A World Cup celebration without Pele?
Say it ain't so, Joao.
The possibility once seemed real because of a personal grudge between Pele and Joao Havelange, president of FIFA, soccer's international governing body.
But apparently the rift has cooled enough so that soccer's greatest name will be allowed to lend his legend to the World Cup effort in the United States.
Havelange would not allow Pele to participate in last December's World Cup draw at Las Vegas because Pele is embroiled in a lawsuit with Havelange's son-in-law, who is president of the Brazilian soccer federation.

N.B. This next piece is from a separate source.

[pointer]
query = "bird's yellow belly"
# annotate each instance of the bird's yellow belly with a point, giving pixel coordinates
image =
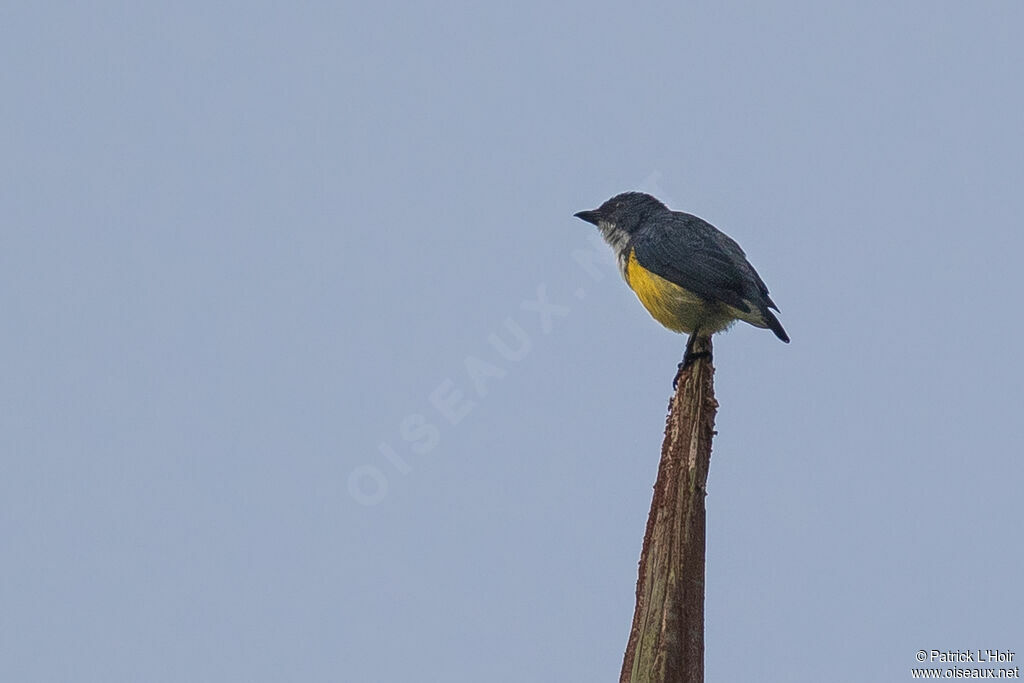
(672, 305)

The dispute involves Pele's attempt to get television rights to the World Cup in Brazil, the country he helped lead to three World Cup titles.
According to Julio Mazzei, Pele's manager, Havelange and the soccer star made up at the CONCACAF convention at Trinidad and Tobago in April.
Pele was there as a guest speaker.
"When he walked to the stage, Dr. Havelange stood up," Mazzei said, explaining the situation as told to him by Pele. "He was there. He opened his hands and arms and walked toward Pele. I said to Pele, 'What happened?' He said. 'Professor, I could not avoid him. In front of everybody, we embraced. And we threw roses at each other. Havelange said for the good of soccer, we should be the same friends we were before.' "
Mazzei said the dispute between Pele and Havelange's son-in-law has not been resolved.
But the truce comes as a relief to World Cup USA.
"It wouldn't be a World Cup without Pele on the scene," Jim Trecker, senior vice president and press officer for the World Cup USA, said from New York.